It’s her world and he’s just living in it.
Heather Dubrow won’t allow her husband, Dr. Terry Dubrow, to retire anytime soon, as she explains on Thursday’s episode of “Heather Dubrow’s World” presented by PodcastOne.
“I won’t let Terry retire,” the “Real Housewives of Orange County” star tells her latest guest, comedian Ms. Pat. “He’s a surgeon. He’s going to die with a scalpel!”
Heather, 53, even jokes that Terry, 63, might “keel over” in the operating room one day.
“He can’t retire,” the former soap actress asserts.
Heather also admits that she doesn’t want Terry to hang up his white coat as she is intent on preserving her beloved alone time at the couple’s Newport Beach, Calif., mansion.
“He cannot be home,” she adds. “That’s not going to be a thing.”
Heather — who shares four kids with Terry: twins Max and Nicholas, 18, Kat, 15, and Collette, 11 — doesn’t have much to worry about.
When Page Six caught up with the “Botched” doc in February, he expressed an enduring passion for performing plastic surgery — especially on patients looking for more than just cosmetic enhancements.

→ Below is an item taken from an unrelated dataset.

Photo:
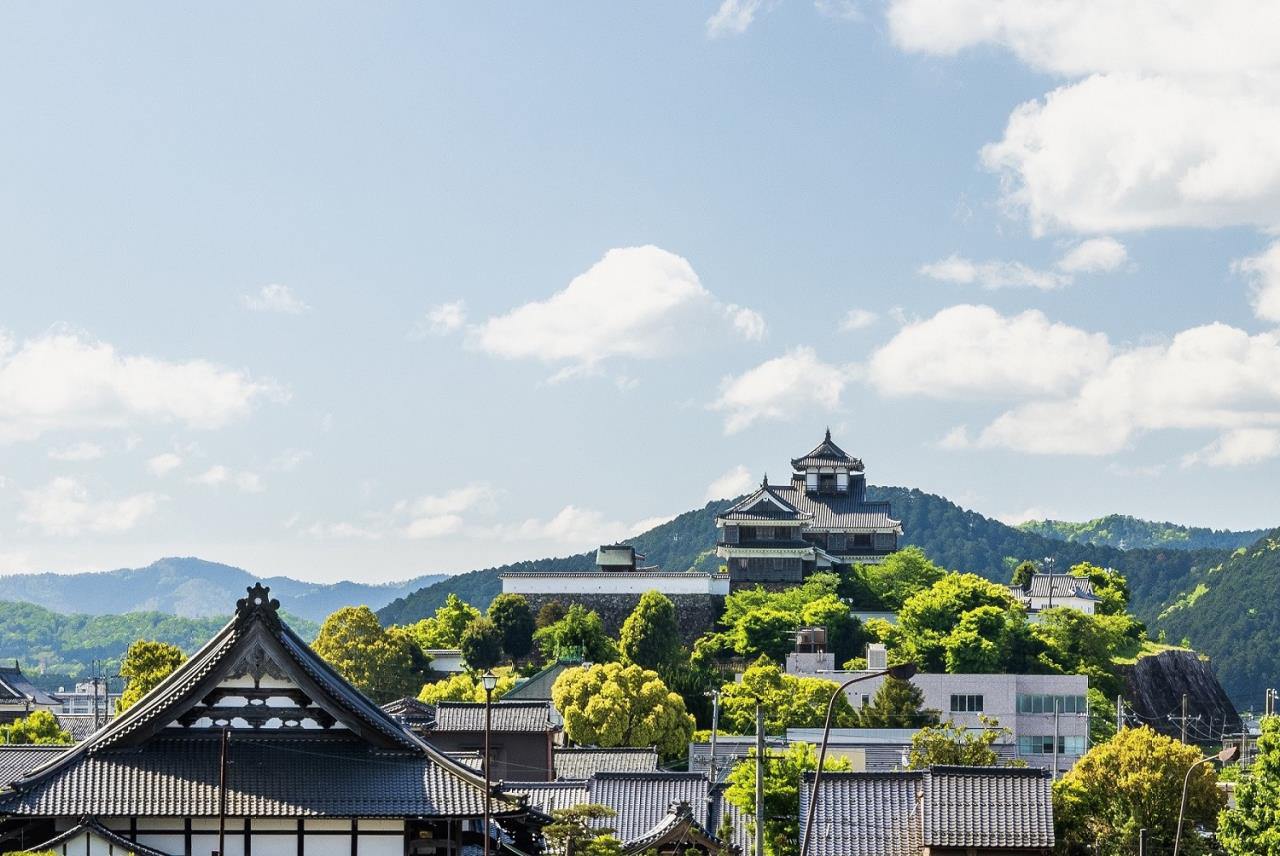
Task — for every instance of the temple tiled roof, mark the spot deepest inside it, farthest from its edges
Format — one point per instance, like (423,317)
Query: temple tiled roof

Terry proved just that on Season 7B of his E! reality show, also starring Dr. Paul Nassif.
“Just when I thought it was going to be another season of impossible-to-fix plastic surgery done for cosmetic reasons, we now get into a new world of plastic surgery gone wrong for congenital deformities, for cancer reconstruction,” Terry said at the time, adding, “This is a really heavy, high-stakes, intense [season].”
The latest installment of “Botched” also documented more of Terry’s work with the transgender community, helping individuals embrace their identities after physical and emotional trauma.
“I’ve learned that it’s an exceptionally difficult journey,” said the doctor, who has children who identify as LGBTQIA+. “Fortunately, society is beginning to evolve and understand and appreciate that it’s as natural as being gay, it’s as natural as having blue eyes or being 6-foot-5 or not.”
He elaborated, “It’s slowly becoming more accepted and more understood and appreciated. But it’s not easy. It’s not easy even when you are accepted, so I think it requires a lot of support.”
Terry said that he still finds his job “unbelievably fulfilling” – even decades after he graduated from med school.
“For these ‘Botched’ patients, in many ways, this transformation represents one of the most significant things in their life,” he told us. “To be able to deliver them from, ‘I’m deformed, I’m unable to do this, I can’t be in public,’ to suddenly, ‘I’m normal again’ — that is so satisfying and makes it worth putting yourself at risk.”